Using $1.5 million in seed money from their friends and their own savings, Katsuyama and Ryan bolted RBC in March 2012, huddling in a closet of an office in One Liberty Plaza to create a solution that wouldn’t infringe on RBC’s ownership of Thor. Since distance was the biggest killer of speed, they developed the magic shoe box as a way of creating remoteness while staying in the financial epicentre of Manhattan.

“It’s opposite what exchanges were doing,” says Katsuyama. “Instead of bringing people as close as you can to your [stock order] matching engine, we were pushing everyone as far away as we could.” In March 2013, with their solution in hand, they raised $24.4 million from asset managers as frustrated with the markets as Katsuyama had been at RBC, including Belfer Management, Capital Group and hedgies like Ackman and Einhorn.

A year later they hit marketing gold with Michael Lewis’ Flash Boys and the 60 Minutes episode. Katsuyama watched the show in his New York apartment with his wife. As the segment ended, his phone exploded. “Guys were screaming, calling me a traitor, promising I’d never work on The Street again,’’ he recalls. It wasn’t all haters. Five hundred résumés hit his email that night. Then guys like Wynn and Spark Capital’s Alex Finkelstein called to invest. By the fall Katsuyama had $100 million in ammo to take on the predators.

It will remain a tough fight. Katsuyama’s whole pitch is that the current system is unfair—yet if he’s to succeed on a large scale, he must win over people who currently run the system. “He’s got this delicate PR problem, because he risks insulting his customers,” says Michael Lewis. “After setting off this stink bomb in the industry, he has to clean up some of the smell.” The cleanup involves bringing the sell side—the Goldmans, BofAs and Citis—into his camp. “If you want to build a scalable solution and really make a change in the market, you can’t leave out the brokers,” says Ronan Ryan. “You need to bring together the buy side, the brokers and the exchange.”

IEX markets itself as a transparent, fair exchange. The revenue model is simple—nine-hundredths of a penny for every share traded. IEX bans colocation and special connections. “We’re not going to charge you for every port and cable and data feed,” says Ryan. “We will charge you for buying and selling stock. The brokers respect that.”

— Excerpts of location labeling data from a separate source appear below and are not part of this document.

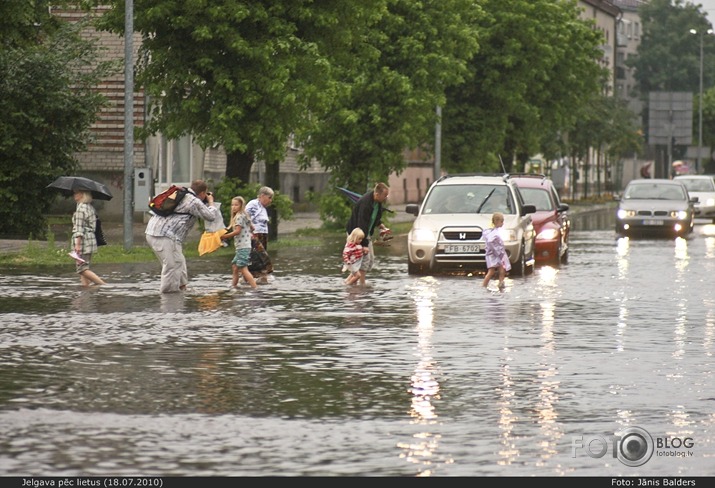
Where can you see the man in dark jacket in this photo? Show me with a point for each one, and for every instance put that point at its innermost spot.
(367, 214)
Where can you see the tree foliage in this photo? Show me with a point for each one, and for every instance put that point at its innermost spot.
(48, 101)
(242, 74)
(537, 63)
(414, 52)
(668, 54)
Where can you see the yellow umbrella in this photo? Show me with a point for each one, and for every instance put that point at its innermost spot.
(210, 241)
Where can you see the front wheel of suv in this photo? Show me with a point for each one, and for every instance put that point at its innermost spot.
(414, 269)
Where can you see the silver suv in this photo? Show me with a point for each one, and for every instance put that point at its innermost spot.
(446, 236)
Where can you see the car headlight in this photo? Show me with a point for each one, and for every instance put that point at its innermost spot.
(622, 213)
(423, 235)
(548, 234)
(509, 235)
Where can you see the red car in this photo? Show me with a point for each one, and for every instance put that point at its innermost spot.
(551, 220)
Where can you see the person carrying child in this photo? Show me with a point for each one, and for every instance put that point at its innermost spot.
(496, 259)
(353, 253)
(241, 229)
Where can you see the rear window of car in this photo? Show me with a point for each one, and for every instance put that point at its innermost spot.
(698, 184)
(446, 199)
(539, 197)
(655, 191)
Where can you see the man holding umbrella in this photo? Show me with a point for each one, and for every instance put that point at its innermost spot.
(166, 235)
(84, 221)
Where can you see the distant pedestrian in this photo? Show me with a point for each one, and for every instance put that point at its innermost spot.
(496, 257)
(166, 235)
(353, 253)
(367, 214)
(257, 211)
(84, 241)
(241, 228)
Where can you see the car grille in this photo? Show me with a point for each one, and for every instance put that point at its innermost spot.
(471, 235)
(650, 213)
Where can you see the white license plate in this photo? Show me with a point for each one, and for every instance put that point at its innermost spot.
(462, 248)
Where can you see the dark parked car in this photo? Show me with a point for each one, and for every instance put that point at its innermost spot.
(655, 207)
(551, 219)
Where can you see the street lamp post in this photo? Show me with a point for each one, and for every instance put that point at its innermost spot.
(700, 100)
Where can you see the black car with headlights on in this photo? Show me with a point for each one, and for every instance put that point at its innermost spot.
(655, 207)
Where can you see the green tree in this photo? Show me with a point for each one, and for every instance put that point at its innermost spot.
(409, 57)
(538, 62)
(245, 74)
(48, 101)
(25, 22)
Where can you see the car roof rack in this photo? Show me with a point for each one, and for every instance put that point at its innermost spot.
(444, 177)
(529, 175)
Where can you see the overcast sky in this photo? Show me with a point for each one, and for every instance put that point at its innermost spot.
(708, 8)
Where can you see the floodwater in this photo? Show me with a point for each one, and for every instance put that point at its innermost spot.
(409, 376)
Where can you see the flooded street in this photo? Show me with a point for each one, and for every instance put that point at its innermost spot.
(409, 376)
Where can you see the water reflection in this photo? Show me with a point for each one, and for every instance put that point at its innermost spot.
(424, 384)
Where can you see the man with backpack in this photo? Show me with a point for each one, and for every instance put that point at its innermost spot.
(166, 234)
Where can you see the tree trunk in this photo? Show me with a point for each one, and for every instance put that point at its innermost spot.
(238, 165)
(272, 179)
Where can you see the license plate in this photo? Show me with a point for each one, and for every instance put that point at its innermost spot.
(462, 248)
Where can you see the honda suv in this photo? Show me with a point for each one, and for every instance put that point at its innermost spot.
(446, 236)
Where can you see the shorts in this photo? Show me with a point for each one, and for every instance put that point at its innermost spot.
(82, 267)
(354, 267)
(368, 259)
(242, 258)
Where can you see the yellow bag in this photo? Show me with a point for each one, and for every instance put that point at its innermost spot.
(210, 241)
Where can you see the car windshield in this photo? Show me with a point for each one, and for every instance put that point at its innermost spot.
(445, 199)
(698, 184)
(655, 191)
(538, 197)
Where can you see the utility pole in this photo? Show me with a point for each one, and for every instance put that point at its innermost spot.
(128, 124)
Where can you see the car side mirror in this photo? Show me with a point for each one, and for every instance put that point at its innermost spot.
(527, 209)
(413, 209)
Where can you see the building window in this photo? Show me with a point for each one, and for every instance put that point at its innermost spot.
(171, 160)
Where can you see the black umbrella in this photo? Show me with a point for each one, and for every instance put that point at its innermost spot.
(67, 185)
(354, 197)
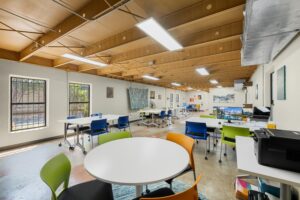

And then there are the high-frequency clients. The debate following Flash Boys was whether high-speed trading was good or bad. Of course it’s more complicated than that. Many such firms act as market-makers, adding valuable liquidity to the system, in many ways making it better for investors than ever. Virtu—a high-frequency firm whose IPO was delayed a year because of the Flash Boys furore—is one of IEX’s biggest clients. Running an exchange is expensive, and IEX can’t compete with the big US exchanges without attracting more high-frequency trading volume. From IEX’s perspective, the trick is to deter the abusive bots while attracting the beneficial ones. “Some love us because we keep away the predatory guys. Other firms hate us,” says Katsuyama. “If you’re just making markets, you shouldn’t care about what we’ve built.”

Ultimately, the success of IEX hangs on winning that coveted exchange status. Then brokers wouldn’t be able to bypass it. (Reg NMS requires that traders would then have to use it if it has shares priced better or equal to the other exchanges.)

This alone will greatly increase volume. Second, as an exchange, IEX could list company stock. That opens up the potential for high-margin listing fees (the NYSE gets about 10 percent of its revenue this way) and for capturing the heavy volume that trades when the market opens and closes. Steve Wynn says he’ll move Wynn Resorts shares over and plans on spreading the word to other casino owners like Las Vegas Sands’ Sheldon Adelson. Katsuyama even thinks IEX’s mission to use technology to promote openness will help woo Silicon Valley companies like Apple, Google and Facebook. A move from any of those companies could spark a major migration to IEX.

In that effort Katsuyama could get a big boost from Hollywood. Screenwriter Aaron Sorkin is in talks to write a Flash Boys script for the big screen. “Guys tell me Jackie Chan should play me,” says Katsuyama. “Dude, Jackie Chan’s like 60 years old and knows karate.” He’s also made a tonne of money.